Energi pengasuhannya justru dialihkan untuk membangun momen kebersamaan yang hangat di dalam rumah.

"Karena dia mandiri, saya tidak perlu memotivasi kegiatan akademiknya.

Jadi saya mencurahkan energi saya untuk merencanakan kegiatan yang menyenangkan, malam menonton film, petualangan di luar ruangan, malam bermain gim, dan hal-hal lain yang kami semua nantikan sebagai keluarga," ujarnya.

Fleksibilitas jadwal harian juga menjadi kunci penting yang diterapkan di rumah. Pola pengaturan waktu sekolah dan aktivitas luar ruangan disesuaikan secara berimbang agar tidak saling memberatkan.

"Saya juga memastikan bahwa ketika dia memiliki tenggat waktu untuk kegiatan di luar sekolah, saya mengizinkannya untuk mengambil beberapa hari libur dari sekolah.

Dan ketika ada tenggat waktu sekolah, saya memastikan dia menghentikan beberapa aktivitasnya yang lain," katanya.

Prinsip utama yang dipegang oleh Kochhar bukanlah soal pencapaian prestasi akademik semata. Kebahagiaan anak dan kesempatan untuk menikmati masa kecil yang normal tetap menjadi prioritas paling utama.

"Pada dasarnya, fokus saya tetap pada menjaga kebahagiaannya dan memberinya masa kecil yang normal meskipun prestasinya melampaui usianya," tuturnya.

Metode Menanamkan Kerendahan Hati dan Mengelola Stres

Selain menjaga kebahagiaan, Bunda Nandini Kochhar juga sangat menekankan pentingnya sikap rendah hati kepada anak-anaknya.

Langkah ini diambil agar sang anak tidak tumbuh menjadi pribadi yang sombong atas segala pencapaiannya.

"Sejak awal, bagi kedua anak saya, kerendahan hati telah menjadi bagian utama dari didikan saya.
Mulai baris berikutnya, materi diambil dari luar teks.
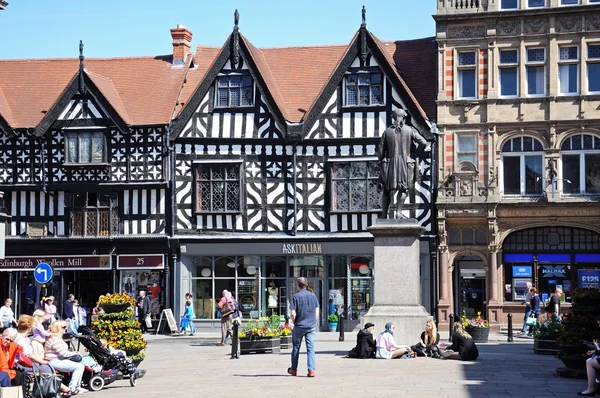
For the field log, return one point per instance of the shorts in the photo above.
(382, 353)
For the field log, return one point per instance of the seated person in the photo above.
(8, 352)
(463, 347)
(592, 366)
(365, 344)
(387, 347)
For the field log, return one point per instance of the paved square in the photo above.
(190, 367)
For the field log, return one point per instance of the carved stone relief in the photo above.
(592, 22)
(568, 24)
(465, 32)
(510, 27)
(536, 26)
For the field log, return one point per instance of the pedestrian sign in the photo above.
(43, 273)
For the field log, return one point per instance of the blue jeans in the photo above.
(76, 369)
(527, 315)
(309, 334)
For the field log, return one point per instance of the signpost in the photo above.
(43, 273)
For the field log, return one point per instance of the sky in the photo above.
(125, 28)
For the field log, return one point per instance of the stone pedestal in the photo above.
(397, 290)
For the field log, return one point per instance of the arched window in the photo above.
(580, 157)
(523, 166)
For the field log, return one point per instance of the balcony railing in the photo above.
(461, 6)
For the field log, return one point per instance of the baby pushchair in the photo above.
(109, 362)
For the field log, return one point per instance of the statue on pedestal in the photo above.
(397, 166)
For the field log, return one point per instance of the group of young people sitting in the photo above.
(463, 347)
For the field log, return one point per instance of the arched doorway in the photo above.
(550, 258)
(469, 285)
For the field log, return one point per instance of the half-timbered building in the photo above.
(275, 169)
(84, 171)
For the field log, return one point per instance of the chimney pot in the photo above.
(182, 43)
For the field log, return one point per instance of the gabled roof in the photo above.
(143, 90)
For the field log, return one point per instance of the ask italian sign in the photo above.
(59, 263)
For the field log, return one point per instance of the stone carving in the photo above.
(536, 26)
(397, 163)
(465, 32)
(592, 22)
(568, 24)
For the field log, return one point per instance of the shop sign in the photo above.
(589, 278)
(141, 261)
(59, 263)
(302, 248)
(556, 271)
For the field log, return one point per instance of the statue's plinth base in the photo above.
(397, 296)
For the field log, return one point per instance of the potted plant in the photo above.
(478, 328)
(332, 321)
(261, 335)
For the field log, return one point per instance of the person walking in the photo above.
(143, 304)
(304, 311)
(527, 304)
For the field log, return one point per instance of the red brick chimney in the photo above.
(182, 42)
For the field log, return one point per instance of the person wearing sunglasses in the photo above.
(8, 356)
(61, 358)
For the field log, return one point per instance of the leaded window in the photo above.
(235, 90)
(85, 147)
(580, 156)
(354, 186)
(94, 214)
(363, 89)
(218, 187)
(523, 166)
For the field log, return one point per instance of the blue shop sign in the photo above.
(589, 278)
(522, 271)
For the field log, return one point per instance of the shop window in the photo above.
(85, 147)
(522, 162)
(218, 187)
(536, 71)
(94, 214)
(363, 89)
(354, 186)
(580, 156)
(234, 90)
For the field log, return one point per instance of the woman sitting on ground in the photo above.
(387, 347)
(57, 354)
(430, 339)
(463, 347)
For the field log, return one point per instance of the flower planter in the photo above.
(480, 335)
(545, 346)
(261, 345)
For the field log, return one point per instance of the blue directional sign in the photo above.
(43, 273)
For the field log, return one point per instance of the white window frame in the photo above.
(514, 66)
(534, 64)
(569, 62)
(588, 62)
(460, 68)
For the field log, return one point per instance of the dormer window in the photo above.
(234, 90)
(364, 89)
(84, 147)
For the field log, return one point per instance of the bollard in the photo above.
(510, 340)
(235, 341)
(341, 326)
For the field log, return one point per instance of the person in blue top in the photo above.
(304, 311)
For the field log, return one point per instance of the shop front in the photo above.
(262, 275)
(143, 272)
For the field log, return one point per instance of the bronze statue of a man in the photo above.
(397, 167)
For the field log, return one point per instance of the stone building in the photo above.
(519, 161)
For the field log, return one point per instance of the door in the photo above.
(316, 286)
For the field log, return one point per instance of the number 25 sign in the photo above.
(140, 261)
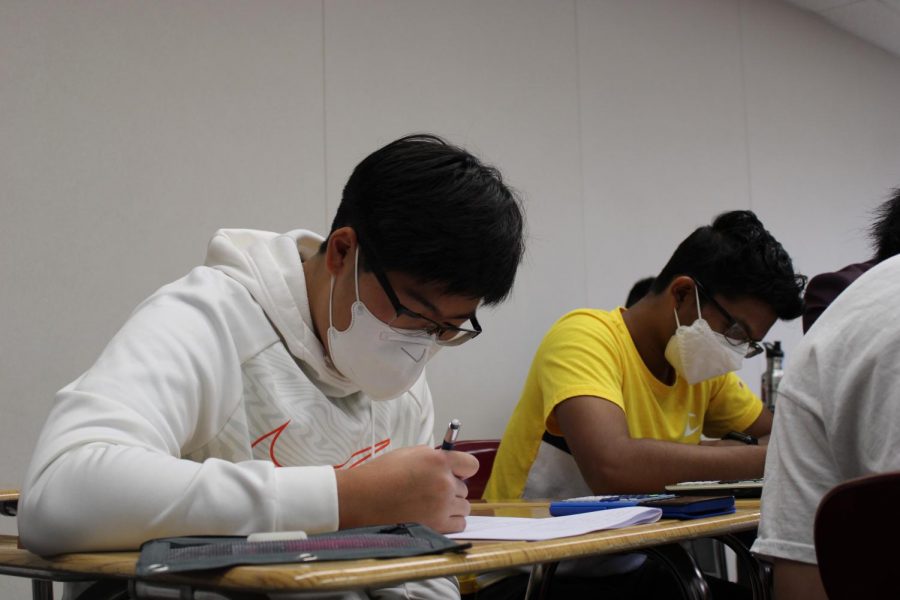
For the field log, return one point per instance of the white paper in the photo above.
(523, 528)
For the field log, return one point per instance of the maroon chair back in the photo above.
(485, 451)
(855, 528)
Meskipun saya merayakan prestasi putra saya dengan penuh antusiasme, saya juga meluangkan waktu untuk memastikan dia tidak menjadi sombong," ujarnya.

"Dia harus tetap rendah hati dan membumi, mengakui dan menghargai kemampuan dan prestasi orang lain juga. Dengan cara ini, saya merasa dia tidak akan terlalu memendam kekalahan," lanjutnya.